Selain aktif dalam soal keagamaan dan politik, Hamka juga seorang wartawan, penulis, editor sekaligus penerbit. Sejak tahun 1920-an, Hamka sudah menjadi wartawan di beberapa surat kabar seperti Pelita Andalas, Seruan Islam, Bintang Islam dan Seruan Muhammadiyah. Pada tahun 1928, dia menjadi editor majalah Kemajuan Masyarakat. Selain itu, Hamka juga dikenal sebagai editor majalah Pedoman Masyarakat dan Panji Masyarakat.

Selama menekuni dunia kepenulisan, Hamka telah menghasilkan puluhan novel serta tulisan ilmiah lainnya. Novelnya yang sangat terkenal serta menjadi kajian penikmat sastra hingga kini tentu saja Di Bawah Lindungan Ka'bah (1936) dan Tenggelamnya Kapal Van Der Wijck (1937).

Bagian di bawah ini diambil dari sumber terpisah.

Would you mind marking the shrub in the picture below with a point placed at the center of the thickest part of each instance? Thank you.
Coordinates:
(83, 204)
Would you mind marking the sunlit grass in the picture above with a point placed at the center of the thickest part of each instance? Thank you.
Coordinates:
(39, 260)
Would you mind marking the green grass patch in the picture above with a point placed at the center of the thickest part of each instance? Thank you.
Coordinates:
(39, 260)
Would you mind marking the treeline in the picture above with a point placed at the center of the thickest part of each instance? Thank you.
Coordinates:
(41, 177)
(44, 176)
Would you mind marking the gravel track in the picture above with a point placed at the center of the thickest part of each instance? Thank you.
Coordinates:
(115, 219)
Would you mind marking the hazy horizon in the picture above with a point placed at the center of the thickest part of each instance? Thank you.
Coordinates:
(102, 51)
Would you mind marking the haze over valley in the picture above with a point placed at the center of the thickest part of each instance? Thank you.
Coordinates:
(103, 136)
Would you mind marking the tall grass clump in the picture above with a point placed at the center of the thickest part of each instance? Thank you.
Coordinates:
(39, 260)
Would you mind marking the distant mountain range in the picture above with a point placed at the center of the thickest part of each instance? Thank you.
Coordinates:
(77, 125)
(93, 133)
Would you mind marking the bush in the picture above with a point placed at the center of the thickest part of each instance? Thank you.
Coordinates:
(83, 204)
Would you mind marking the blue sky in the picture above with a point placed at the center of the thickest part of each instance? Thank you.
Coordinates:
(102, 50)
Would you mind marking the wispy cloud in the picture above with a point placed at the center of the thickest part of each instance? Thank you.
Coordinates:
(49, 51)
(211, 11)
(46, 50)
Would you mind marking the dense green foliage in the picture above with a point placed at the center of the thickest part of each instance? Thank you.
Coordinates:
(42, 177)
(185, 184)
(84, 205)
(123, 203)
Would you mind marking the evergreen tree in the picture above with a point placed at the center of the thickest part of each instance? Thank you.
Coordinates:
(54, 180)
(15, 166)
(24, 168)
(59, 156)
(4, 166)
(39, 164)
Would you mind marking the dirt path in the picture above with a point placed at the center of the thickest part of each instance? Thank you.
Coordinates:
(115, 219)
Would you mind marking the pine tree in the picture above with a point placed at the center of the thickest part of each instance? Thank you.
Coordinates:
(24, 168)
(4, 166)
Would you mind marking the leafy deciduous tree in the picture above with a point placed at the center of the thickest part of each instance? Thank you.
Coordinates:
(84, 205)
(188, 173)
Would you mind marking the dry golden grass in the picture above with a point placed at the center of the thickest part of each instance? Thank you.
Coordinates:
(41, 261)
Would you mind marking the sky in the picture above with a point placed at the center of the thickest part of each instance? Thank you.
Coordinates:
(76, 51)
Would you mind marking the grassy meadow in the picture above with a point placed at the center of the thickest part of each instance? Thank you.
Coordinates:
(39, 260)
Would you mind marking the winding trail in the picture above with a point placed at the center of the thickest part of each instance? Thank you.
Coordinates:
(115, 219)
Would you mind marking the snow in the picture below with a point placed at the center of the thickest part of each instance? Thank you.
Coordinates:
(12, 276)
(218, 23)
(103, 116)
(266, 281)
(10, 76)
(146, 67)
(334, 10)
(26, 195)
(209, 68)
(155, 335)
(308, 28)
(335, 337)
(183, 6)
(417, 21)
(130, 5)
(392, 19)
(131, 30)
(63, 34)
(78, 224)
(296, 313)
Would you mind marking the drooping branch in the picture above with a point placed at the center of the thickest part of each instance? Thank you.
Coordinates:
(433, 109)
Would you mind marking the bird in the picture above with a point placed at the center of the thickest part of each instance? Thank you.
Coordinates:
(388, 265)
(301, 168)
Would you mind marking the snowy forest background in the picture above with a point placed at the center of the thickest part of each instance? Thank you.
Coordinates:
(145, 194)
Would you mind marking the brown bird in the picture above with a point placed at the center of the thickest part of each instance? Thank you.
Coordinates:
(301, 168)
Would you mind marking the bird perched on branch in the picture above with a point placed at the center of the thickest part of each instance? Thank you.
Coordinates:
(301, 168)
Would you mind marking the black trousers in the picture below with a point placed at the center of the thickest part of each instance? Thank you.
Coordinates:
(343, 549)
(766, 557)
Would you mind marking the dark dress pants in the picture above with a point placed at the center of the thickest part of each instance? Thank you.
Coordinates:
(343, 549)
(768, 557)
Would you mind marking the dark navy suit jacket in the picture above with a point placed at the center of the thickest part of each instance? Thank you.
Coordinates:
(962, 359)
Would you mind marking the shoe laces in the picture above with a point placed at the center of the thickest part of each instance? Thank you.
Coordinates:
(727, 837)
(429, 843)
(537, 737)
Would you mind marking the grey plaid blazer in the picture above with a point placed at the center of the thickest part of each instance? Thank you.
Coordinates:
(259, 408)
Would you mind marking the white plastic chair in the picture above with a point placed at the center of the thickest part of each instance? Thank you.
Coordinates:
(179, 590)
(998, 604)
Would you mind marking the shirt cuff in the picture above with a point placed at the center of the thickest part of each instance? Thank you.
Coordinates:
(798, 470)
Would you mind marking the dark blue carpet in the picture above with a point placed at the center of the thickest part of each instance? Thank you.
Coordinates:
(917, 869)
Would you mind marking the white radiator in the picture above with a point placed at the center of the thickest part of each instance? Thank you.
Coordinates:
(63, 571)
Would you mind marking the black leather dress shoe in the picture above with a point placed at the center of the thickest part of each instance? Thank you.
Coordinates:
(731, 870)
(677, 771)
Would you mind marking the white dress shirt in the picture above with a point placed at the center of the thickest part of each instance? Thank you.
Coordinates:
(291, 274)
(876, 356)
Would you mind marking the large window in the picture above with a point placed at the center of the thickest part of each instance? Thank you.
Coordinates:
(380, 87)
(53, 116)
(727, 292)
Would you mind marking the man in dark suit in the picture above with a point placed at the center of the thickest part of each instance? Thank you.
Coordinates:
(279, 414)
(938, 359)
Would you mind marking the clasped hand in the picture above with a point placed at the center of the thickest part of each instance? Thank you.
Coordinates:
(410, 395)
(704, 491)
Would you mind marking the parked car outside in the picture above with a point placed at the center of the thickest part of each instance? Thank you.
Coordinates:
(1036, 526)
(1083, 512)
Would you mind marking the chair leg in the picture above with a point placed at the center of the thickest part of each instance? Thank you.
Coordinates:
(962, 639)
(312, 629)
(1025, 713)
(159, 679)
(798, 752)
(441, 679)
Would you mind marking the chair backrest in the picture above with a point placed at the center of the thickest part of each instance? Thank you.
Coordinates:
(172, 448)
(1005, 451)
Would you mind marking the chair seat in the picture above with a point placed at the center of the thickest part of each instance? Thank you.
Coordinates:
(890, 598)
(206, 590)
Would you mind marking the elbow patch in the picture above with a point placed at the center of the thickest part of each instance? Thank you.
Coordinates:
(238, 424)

Namun begitu, karya Hamka yang dianggap paling bernilai adalah Sejarah Umat Islam dan Tafsir Al-Azhar, yang ditulis sebanyak lima jilid. "Dia melakukan penelitian yang luar biasa mendalam di berbagai pusat kerajaan Islam di banyak negara, di mana dia menemukan sumber-sumber lama yang sebelumnya tidak pernah digunakan penulis di zaman itu," jelas Gusti Asnan.

Ketika tidak lagi disibukkan dengan urusan-urusan politik, hari-hari Hamka lebih banyak diisi dengan kuliah subuh di Masjid Al-Azhar, Jakarta Selatan. Pada tanggal 24 Juli 1981 Hamka wafat. Kepergiannya meninggalkan duka mendalam bagi umat Islam di Tanah Air. Sejak itu pula, tak terdengar lagi suara dengan tutur kata menyejukkan di pagi hari dari ulama yang sederhana ini.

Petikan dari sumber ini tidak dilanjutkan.